The song begins with the hiss of an oxygen pump, out of rhythm with a melancholy piano. The pump is connected by tubes to the singer's nostrils as he sits, center stage, before a rapt audience.
Fred Knittle, now 83, is singing goodbye to a dear friend.
Knittle may have socks older than the ballad, Fix You by the rock band Coldplay. It was supposed to be a duet. Knittle's partner Bob Salvini died a few days before this 2006 show.
For the next three minutes, Knittle makes each lyric count for something more than the young British musicians had intended:
"Lights will guide you home. And ignite your bones. And I will try to fix you."
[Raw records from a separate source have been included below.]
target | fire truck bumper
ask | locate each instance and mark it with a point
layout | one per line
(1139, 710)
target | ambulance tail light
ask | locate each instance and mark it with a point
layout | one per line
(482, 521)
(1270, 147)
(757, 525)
Knittle's performance is the emotional highlight of Stephen Walker's documentary Young@Heart, named for a chorus of Massachusetts senior citizens who refuse to sing their age.
Their song list is unusual, covering such bands as Talking Heads, Sonic Youth, the Bee Gees and the Ramones.
Walker's movie, which opens locally May 9, shows 24 people going out on their own terms with tunes they make their own.
Some renditions are intentionally funny, for the fact that older adults are singing I Wanna Be Sedated, Staying Alive and Road to Nowhere. Others like Fix You carry the weight and wisdom of long, rich lives in their final acts.
"This is our life now," said Jean Florio, 86, who still performs with Young@Heart after 18 years and five heart attacks. "Singing these songs is very inspiring and keeps you going. This is reality, and you just face it."
Young@Heart was formed in 1982 by Bob Cilman, executive director of the Northampton (Mass.) Arts Council. In the beginning, it was a chance for retirees to don costumes and perform songs they had known for decades: Ghost Riders in the Sky, Diamonds Are a Girl's Best Friend and the like. A few years later, Cilman wondered what plugging newer, upbeat songs into such aged enthusiasm would produce.
Since that inspired choice, Young@Heart has performed dozens of shows around the world in sold-out theaters.
"But here in the United States, even in our hometown, some people don't even know about us," Florio said by telephone last week.
That oversight is suddenly changing as Walker's movie reaches theaters. In the past few weeks, the chorus has performed with Ellen DeGeneres on her TV show, tickled Jay Leno on his and became a popular video search on YouTube, especially Knittle's version of Fix You.
"I was pleased to do that because of Bob and Joe (Benoit), who both died within a week of the show (in the movie)," Knittle told me. "I'm not sure I even understood (the lyrics) the first time I read them. But I had a feeling that it would turn out to be something special.
"That last rehearsal was just awful for Bob. When he walked out to the car that day I thought, 'He's not going to make it.' And he didn't come back. I was just paying back to Bob what he had given to the chorus all those years."
Young@Heart is more than music; it is an opportunity for these seniors to stay sharp by memorizing lyrics, and to socialize rather than remain shut in. Cilman adds another benefit:
"What they mostly get out of it is being focused on a really interesting art project," Cilman said by phone. "What they get out of it is what anybody gets out of making art — the satisfaction of going through this incredible struggle and winding up on the other side feeling incredibly proud of what you've done."
Cilman sees the potential for the movie Young@Heart to inspire similar benefits in any community.
"The only thing I can say to that is: Go ahead and do it," Cilman said. "Young@Heart isn't looking to franchise. But it's a great idea if people are inspired to do something similar in their communities. As long as people go into it with the right attitude, there's an opportunity to create something very cool."